Insurance company Swiss Re is planning to cut costs of $250m to $300m by 2015 and reduce debt levels by over $4bn by 2016, to redirect its resources to high growth insurance and reinsurance markets and enhance return on equity.
The company intends to redeploy the saved costs in areas that offer attractive financial returns.
As part of its efforts to rebalance its assets by reducing leverage, a subsidiary of the company has made a tender offer to repurchase three tranches of its senior debt.
Swiss Re plans to shift to corporate debt while cutting down on government bonds.
George Quinn, chief financial officer of Swiss Re Group said: "A strong capital position allows us to continue our policy of deploying Group capital to take advantage of profitable business growth opportunities after having delivered on our first priority, which is paying an attractive, growing regular dividend to our investors. We have also used our capital strength to rebalance our asset allocation."
The insurer has also said that it will establish a new organisational set up for its Life & Health (L&H) Reinsurance business, which is targeted to generate ROEs of 10 to 12 per cent by 2015.
The near-term management actions are expected to reduce earnings of L&H Reinsurance by approximately $500m before tax in 2014.

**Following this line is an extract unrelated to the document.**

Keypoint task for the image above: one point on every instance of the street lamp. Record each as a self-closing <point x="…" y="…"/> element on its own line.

Michel M Liès, group CEO of Swiss Re, said: “In February this year, I highlighted the need to address issues in our L&H Reinsurance business. Today we are outlining the management actions that we believe will strengthen the performance of this important segment of our business.
“Our financial performance going forward will also benefit from the capital management measures we are outlining today and continued rebalancing of our asset allocation.”